APLICAÇAO DE VACINAS TEM FALHAS

 

Após denúncias de falhas em aplicação de vacinas, cidades reforçam vigilância sobre injeção de doses

Goiânia, Manaus e Maceió registraram problemas no momento da imunização; prefeituras têm recomendado mostrar frascos e seringas a pacientes e acompanhantes

José Maria Tomazela e Liege Albuquerque, O Estado de S.Paulo

SOROCABA E MANAUS – As secretarias de Saúde de Goiânia, em Goiás, e Maceió, em Alagoas, revisaram os procedimentos para evitar falhas na aplicação de doses da vacina contra a covid-19 e também para evitar problemas de desvio de doses em benefício próprio ou de terceiros. As três capitais tiveram flagrantes após denúncias de parentes de idosos que não receberam a injeção dos imunizantes adequadamente. Os casos são apurados, mas as pastas já adotaram medidas para reforçar a vigilância sobre a correta aplicação da vacina.

Em Maceió, os profissionais de saúde passaram a ser obrigados a mostrar o frasco de vacina cheio, fazer a carga do êmbolo na frente do idoso e mostrar a seringa vazia após a aplicação. Em Goiânia, foi incentivada a participação de acompanhantes no momento da vacinação e o processo passou a ser acompanhado por supervisores. Eles registram o momento da vacinação e fazem relatórios.

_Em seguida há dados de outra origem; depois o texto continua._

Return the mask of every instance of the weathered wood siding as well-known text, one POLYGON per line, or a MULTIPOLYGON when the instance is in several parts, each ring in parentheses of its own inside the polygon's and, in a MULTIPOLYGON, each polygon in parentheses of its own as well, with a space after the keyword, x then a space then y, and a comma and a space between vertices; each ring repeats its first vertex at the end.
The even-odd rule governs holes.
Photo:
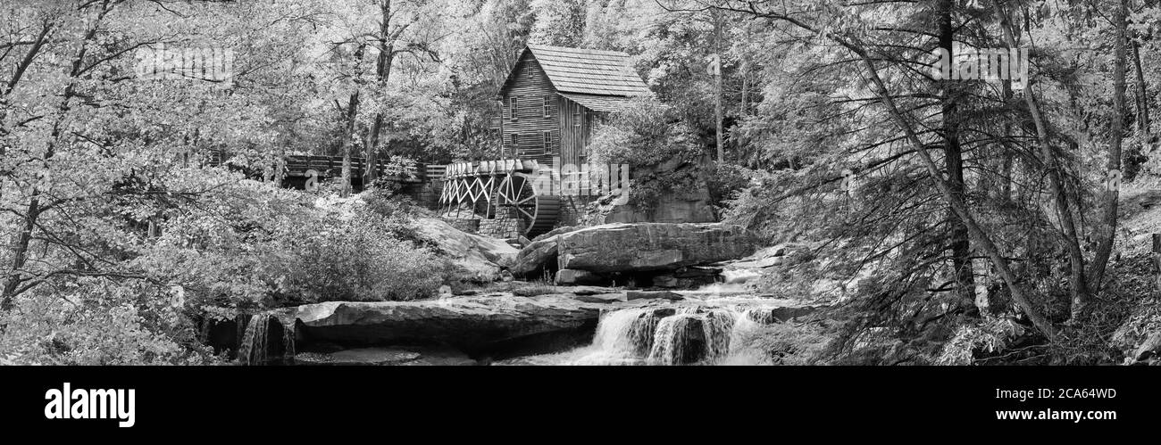
POLYGON ((556 94, 548 75, 540 68, 532 52, 526 52, 517 63, 517 76, 504 96, 504 154, 520 159, 536 160, 551 165, 561 153, 561 115, 558 103, 563 97, 556 94), (532 70, 528 75, 527 70, 532 70), (518 101, 517 115, 512 116, 512 99, 518 101), (545 117, 545 99, 548 97, 548 117, 545 117), (550 143, 545 146, 543 132, 549 132, 550 143), (519 134, 519 144, 512 144, 512 134, 519 134))
POLYGON ((587 160, 589 137, 592 134, 593 115, 579 103, 557 97, 556 114, 561 116, 561 163, 579 166, 587 160), (579 123, 579 125, 578 125, 579 123))

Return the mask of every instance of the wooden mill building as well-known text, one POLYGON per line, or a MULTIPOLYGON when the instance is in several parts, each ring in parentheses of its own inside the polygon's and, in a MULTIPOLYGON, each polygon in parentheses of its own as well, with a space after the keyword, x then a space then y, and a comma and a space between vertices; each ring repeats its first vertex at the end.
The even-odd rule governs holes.
POLYGON ((551 166, 586 162, 593 127, 651 94, 616 51, 528 45, 500 88, 504 155, 551 166))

Campanha de vacinação contra a covid-19 Foto: Marcelo Chello/Estadão

Casos como esses ainda são pontuais, mas já foram incluídos na lista de possíveis fraudes apuradas pela Secretaria Nacional do Consumidor (Senacon), com o apoio do Ministério Público Federal. As promotorias do Ministério Público estadual também apuram as denúncias.

Em Goiânia, no último dia 10, a idosa Floramy de Oliveira Jordão, de 88 anos, se apresentou para a vacinação no Setor Universitário e a enfermeira colocou a agulha em seu braço, mas não injetou o imunizante. A cena foi registrada pela filha da idosa, Luciana, de 57 anos. “Eu estava filmando e percebi na hora que ela não tinha aplicado, pois a vacina estava toda na seringa. Aí questionei e ela admitiu que não tinha injetado. Disse que foi um erro e vacinou de novo”, contou.

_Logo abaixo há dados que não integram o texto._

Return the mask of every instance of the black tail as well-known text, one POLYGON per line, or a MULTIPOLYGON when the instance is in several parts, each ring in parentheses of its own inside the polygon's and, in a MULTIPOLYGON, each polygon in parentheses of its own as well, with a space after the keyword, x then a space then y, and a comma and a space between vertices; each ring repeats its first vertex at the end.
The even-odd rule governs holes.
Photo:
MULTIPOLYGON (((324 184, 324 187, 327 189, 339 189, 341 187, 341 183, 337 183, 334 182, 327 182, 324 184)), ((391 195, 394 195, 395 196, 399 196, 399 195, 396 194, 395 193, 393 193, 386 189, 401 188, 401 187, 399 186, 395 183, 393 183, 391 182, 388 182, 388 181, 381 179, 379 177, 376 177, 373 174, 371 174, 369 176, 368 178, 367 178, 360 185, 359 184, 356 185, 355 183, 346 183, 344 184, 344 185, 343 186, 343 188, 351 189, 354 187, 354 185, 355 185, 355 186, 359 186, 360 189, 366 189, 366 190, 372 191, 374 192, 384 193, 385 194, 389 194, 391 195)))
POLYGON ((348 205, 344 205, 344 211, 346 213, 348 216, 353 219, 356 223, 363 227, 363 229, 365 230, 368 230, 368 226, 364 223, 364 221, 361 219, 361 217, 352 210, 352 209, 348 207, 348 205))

Segundo ela, a mãe ficou muito nervosa com o episódio e a repercussão. “Ela foi picada pela agulha duas vezes, ao invés de uma.” A Secretaria Municipal de Saúde informou que a enfermeira foi afastada da campanha de vacinação e ainda responde a processo administrativo. Segundo a pasta, os elementos já colhidos indicam que a profissional não agiu de má-fé. “Embora seja uma profissional experiente, tudo aponta para falha humana não intencional”, disse a pasta.

O caso levou a um reforço nos procedimentos de segurança. Supervisores passaram a acompanhar todo o processo e foi incentivada a presença de acompanhantes da pessoa idosa no momento da vacinação.

“Como a vacinação está sendo feita em sete escolas, em locais amplos e arejados para evitar aglomeração, inclusive pelo sistema drive-thru, não é possível ter câmeras em todos os locais, mas os supervisores acompanham e registram tudo”, disse a pasta. Até essa quinta-feira, 11, tinham sido aplicadas 5.314 doses, incluindo idosos acamados.

Em Maceió, uma técnica de enfermagem foi afastada em 28 de janeiro após deixar de aplicar a vacina em uma idosa de 97 anos. Conforme a advogada Andréa Lyra Maranhão, neta da anciã, a cuidadora filmou o momento da vacinação a pedido da família. “A intenção era fazer esse registro para compartilhar no grupo da família e comemorar, porque ela estava há muito tempo em isolamento”, disse.

Segundo ela, um parente, médico, observou as imagens e percebeu que a vacina não tinha sido injetada no braço da idosa. A avó foi levada de novo ao posto de vacinação. “Foi preciso mostrar as imagens para que eles corrigissem a falha e aplicassem corretamente a vacina”, disse.

A prefeitura de Maceió informou que o caso foi isolado e que a profissional de saúde foi afastada. Ela responde a um processo administrativo e a procedimento de apuração aberto pelo Ministério Público de Alagoas. O município informou ainda que o caso levou a uma revisão no protocolo de vacinação. Desde então, o profissional de saúde passou a mostrar ao paciente a seringa cheia antes da aplicação e vazia após o procedimento para a convicção de que a seringa foi esvaziada.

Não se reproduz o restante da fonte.